Mandados foram cumpridos pela Polícia Civil nesta terça-feira | Foto : Polícia Civil / CP

A Polícia Civil deflagrou, nesta terça-feira, a Operação Quebra de Confiança para investigar um esquema de transferências bancárias fraudulentas que teria causado prejuízo a uma associação representativa de um importante ramo da atividade comercial do Rio Grande do Sul. A ação foi realizada pela 1ª Delegacia de Repressão a Roubos do Departamento Estadual de Investigações Criminais (Deic).

Segundo a investigação, uma ex-funcionária da entidade, que era responsável pela realização de pagamentos, teria utilizado as atribuições do cargo para fazer diversas transferências para uma conta de pessoa jurídica vinculada ao marido. O caso é investigado como furto qualificado mediante fraude.
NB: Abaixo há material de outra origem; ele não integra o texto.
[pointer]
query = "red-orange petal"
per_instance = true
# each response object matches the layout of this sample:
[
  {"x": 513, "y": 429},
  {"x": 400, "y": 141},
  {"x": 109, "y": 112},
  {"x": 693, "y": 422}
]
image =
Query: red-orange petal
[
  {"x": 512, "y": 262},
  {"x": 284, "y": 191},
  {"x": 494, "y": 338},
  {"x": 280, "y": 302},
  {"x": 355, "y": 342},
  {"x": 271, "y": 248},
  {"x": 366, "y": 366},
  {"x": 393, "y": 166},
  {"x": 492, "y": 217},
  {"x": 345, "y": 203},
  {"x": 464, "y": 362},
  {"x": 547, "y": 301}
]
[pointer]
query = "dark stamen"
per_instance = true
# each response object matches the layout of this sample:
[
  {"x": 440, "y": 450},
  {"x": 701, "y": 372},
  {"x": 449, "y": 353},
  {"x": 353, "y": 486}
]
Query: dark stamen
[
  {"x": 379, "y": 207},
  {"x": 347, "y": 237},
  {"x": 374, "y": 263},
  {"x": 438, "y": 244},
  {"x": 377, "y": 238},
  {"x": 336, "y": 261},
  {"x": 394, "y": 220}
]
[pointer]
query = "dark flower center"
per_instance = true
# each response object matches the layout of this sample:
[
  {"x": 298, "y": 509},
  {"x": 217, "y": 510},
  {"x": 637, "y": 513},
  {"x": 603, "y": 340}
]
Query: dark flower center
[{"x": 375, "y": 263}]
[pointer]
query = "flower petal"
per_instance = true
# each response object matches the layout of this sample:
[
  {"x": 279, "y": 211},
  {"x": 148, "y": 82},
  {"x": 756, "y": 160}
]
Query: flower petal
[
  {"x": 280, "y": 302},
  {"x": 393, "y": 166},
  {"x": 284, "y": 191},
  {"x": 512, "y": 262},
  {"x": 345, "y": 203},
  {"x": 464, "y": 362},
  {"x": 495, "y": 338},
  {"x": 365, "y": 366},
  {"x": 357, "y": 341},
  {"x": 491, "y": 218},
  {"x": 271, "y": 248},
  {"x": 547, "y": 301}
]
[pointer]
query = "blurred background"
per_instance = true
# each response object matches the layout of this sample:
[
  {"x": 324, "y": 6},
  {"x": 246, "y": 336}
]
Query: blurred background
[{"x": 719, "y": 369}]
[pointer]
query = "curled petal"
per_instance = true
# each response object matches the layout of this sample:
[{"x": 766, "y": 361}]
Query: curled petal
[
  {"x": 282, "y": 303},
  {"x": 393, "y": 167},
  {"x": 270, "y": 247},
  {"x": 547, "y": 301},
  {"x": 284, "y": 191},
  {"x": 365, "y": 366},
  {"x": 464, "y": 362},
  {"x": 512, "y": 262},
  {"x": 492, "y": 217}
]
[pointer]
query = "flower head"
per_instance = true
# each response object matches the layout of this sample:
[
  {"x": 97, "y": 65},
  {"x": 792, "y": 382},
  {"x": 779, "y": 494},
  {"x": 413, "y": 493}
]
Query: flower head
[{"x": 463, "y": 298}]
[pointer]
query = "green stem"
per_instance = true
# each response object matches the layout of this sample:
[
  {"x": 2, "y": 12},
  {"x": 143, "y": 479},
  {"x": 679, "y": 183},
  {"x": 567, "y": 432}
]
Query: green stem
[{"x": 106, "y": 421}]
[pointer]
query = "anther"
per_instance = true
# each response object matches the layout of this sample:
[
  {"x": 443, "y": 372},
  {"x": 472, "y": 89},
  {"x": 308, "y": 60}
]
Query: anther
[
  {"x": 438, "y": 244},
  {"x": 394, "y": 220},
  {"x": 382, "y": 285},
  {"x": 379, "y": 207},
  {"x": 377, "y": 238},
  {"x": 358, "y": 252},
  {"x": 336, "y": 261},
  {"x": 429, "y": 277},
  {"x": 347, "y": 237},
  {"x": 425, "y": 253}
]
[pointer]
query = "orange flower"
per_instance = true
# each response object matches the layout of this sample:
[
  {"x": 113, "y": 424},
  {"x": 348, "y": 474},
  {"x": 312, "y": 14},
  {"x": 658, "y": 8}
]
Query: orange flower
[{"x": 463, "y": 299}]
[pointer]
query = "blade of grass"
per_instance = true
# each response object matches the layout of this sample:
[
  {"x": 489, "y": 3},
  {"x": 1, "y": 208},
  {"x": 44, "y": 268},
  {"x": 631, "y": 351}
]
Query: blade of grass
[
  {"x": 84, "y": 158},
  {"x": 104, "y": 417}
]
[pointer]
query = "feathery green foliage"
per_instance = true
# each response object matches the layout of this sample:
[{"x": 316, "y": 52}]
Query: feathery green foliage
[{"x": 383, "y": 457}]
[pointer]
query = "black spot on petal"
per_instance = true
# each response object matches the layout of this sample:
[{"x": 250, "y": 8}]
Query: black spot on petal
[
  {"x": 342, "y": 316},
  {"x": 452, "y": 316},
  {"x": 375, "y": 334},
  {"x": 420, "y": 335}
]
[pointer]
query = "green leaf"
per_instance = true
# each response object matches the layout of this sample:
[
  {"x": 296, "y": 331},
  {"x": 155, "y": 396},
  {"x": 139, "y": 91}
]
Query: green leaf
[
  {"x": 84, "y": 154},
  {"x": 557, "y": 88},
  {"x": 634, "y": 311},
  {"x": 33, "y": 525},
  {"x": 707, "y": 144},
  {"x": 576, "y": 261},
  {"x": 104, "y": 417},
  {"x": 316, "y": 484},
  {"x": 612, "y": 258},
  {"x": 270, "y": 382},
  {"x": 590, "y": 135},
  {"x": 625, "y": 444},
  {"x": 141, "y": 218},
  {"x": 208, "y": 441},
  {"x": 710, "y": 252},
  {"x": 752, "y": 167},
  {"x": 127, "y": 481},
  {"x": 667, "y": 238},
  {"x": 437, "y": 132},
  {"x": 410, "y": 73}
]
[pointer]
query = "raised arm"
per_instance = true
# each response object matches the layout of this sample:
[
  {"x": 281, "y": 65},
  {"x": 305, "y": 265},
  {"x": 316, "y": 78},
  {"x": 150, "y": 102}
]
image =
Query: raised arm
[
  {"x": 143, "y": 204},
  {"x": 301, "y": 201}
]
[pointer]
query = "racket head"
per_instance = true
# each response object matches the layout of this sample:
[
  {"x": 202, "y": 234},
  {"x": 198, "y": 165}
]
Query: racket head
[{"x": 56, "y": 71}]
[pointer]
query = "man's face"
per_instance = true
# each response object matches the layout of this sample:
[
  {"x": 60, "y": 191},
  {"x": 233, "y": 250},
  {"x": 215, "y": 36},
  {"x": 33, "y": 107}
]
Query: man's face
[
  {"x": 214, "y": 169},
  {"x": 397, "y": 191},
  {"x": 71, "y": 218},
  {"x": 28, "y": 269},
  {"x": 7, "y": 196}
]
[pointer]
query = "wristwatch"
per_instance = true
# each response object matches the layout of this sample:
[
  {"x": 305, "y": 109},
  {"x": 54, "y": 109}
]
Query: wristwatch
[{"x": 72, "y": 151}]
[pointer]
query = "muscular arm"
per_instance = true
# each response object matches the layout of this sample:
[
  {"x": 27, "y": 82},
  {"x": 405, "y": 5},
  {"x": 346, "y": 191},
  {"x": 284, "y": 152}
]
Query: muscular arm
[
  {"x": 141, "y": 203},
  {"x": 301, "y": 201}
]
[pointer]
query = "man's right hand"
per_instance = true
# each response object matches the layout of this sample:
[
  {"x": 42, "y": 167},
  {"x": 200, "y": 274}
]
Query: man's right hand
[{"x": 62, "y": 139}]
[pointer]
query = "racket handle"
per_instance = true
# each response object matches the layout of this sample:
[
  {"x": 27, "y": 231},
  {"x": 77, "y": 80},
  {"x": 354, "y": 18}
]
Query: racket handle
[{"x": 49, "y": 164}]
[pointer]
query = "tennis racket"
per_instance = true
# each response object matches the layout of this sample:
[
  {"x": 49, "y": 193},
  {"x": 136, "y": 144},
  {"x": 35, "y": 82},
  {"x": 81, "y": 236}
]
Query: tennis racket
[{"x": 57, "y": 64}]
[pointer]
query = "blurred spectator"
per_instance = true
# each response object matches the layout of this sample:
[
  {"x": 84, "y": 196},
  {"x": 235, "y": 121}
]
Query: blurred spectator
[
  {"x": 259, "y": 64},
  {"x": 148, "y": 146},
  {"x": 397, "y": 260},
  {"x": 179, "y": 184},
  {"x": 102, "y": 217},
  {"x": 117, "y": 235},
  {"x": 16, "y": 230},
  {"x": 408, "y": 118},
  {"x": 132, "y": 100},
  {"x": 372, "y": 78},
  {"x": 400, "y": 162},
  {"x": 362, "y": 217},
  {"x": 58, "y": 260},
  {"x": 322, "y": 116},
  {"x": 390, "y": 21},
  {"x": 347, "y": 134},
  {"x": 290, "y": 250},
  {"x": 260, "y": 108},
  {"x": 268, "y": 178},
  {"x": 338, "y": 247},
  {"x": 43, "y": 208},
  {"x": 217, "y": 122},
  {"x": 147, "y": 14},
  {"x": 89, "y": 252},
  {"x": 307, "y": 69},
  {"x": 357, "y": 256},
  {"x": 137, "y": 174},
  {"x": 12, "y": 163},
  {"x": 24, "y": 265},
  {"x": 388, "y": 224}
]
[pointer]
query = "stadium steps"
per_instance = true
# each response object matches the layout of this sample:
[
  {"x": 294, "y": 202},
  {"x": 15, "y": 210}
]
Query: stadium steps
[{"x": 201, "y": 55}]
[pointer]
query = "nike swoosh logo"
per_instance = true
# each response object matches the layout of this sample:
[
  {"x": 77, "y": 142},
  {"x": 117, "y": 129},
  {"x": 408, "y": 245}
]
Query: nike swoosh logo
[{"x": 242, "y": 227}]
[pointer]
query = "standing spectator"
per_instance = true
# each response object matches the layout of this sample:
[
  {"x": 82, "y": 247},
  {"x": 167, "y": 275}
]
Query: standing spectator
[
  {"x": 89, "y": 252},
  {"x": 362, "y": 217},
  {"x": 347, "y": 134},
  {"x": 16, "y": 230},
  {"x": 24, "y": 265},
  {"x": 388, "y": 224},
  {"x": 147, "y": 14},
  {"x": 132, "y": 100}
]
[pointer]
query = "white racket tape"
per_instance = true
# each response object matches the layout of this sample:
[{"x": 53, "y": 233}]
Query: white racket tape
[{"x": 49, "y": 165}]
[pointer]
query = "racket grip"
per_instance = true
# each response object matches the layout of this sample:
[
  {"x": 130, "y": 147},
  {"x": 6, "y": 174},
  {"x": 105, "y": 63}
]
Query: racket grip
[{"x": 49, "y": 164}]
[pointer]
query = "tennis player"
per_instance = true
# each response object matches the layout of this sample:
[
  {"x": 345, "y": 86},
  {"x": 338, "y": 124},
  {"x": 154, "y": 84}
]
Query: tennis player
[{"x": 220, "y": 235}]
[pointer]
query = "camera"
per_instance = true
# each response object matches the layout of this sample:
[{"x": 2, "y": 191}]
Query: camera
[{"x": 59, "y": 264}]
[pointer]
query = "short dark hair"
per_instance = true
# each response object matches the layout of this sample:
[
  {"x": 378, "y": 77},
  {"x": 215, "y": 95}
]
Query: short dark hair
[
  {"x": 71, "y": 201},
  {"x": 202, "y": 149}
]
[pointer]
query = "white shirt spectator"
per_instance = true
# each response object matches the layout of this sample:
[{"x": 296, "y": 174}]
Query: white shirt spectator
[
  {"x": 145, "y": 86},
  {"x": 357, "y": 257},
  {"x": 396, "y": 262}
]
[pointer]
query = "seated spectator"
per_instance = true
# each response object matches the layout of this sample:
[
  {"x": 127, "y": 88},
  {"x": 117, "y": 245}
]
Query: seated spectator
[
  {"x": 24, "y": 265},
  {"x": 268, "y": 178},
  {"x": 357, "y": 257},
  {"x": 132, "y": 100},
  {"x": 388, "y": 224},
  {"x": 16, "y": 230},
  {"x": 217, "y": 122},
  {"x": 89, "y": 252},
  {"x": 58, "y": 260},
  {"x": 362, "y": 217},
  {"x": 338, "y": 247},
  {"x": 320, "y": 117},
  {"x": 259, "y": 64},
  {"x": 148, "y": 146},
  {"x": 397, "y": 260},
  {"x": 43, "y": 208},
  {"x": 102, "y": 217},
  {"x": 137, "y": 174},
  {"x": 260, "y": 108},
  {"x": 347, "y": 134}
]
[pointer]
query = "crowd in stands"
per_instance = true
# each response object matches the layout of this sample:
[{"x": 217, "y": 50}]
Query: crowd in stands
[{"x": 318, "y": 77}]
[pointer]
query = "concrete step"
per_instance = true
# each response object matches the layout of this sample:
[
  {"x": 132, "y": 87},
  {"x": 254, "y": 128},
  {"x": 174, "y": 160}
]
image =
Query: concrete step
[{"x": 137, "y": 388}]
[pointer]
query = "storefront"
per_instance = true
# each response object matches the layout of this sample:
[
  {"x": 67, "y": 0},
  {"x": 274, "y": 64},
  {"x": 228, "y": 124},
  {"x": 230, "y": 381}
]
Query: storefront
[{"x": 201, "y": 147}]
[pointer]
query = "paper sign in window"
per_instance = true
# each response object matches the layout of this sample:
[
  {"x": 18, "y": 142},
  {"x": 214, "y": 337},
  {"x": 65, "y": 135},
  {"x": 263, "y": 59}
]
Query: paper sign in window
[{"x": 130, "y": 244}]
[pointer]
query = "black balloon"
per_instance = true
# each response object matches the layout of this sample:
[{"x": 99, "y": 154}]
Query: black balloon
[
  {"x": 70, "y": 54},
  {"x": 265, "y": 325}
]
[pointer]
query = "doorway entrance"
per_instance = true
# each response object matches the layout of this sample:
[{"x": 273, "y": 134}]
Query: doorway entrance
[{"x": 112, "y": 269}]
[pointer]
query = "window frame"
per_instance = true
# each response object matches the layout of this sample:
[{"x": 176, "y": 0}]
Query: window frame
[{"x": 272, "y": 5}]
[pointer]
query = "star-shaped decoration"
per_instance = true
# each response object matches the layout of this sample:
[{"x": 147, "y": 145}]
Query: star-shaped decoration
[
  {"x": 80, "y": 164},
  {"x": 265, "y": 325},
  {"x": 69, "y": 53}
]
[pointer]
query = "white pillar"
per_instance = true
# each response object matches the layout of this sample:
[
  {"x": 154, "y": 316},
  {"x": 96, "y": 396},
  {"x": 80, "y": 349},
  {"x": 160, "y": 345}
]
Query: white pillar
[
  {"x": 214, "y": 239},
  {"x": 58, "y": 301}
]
Conforme a Polícia Civil, a investigada teria adulterado comprovantes bancários para ocultar os desvios. Nos documentos, eram incluídos os nomes de hotéis e de outros prestadores de serviços que efetivamente haviam sido utilizados pela associação. Os valores, porém, eram direcionados para a empresa vinculada ao casal.

A mulher trabalhou na entidade por aproximadamente quatro meses. Nesse período, teriam sido realizadas diversas transferências fraudulentas, até que as irregularidades fossem identificadas. A Polícia Civil considera o prejuízo significativo, mas não divulgou o valor neste momento.

Durante a operação, foram cumpridos dois mandados de busca e apreensão. Um deles foi realizado na residência dos investigados e o outro em uma revenda de veículos. Um veículo foi apreendido, além de outros objetos considerados de interesse para a investigação.

O material recolhido será analisado pela Polícia Civil. As diligências continuam para esclarecer o esquema, identificar a destinação dos valores e apurar a eventual participação de outros envolvidos.

Conforme a Polícia Civil, a entidade tem sede em Porto Alegre, mas possui abrangência em todo o Estado. Entretanto, por razões de segurança, o nome da entidade não foi revelado pela investigação.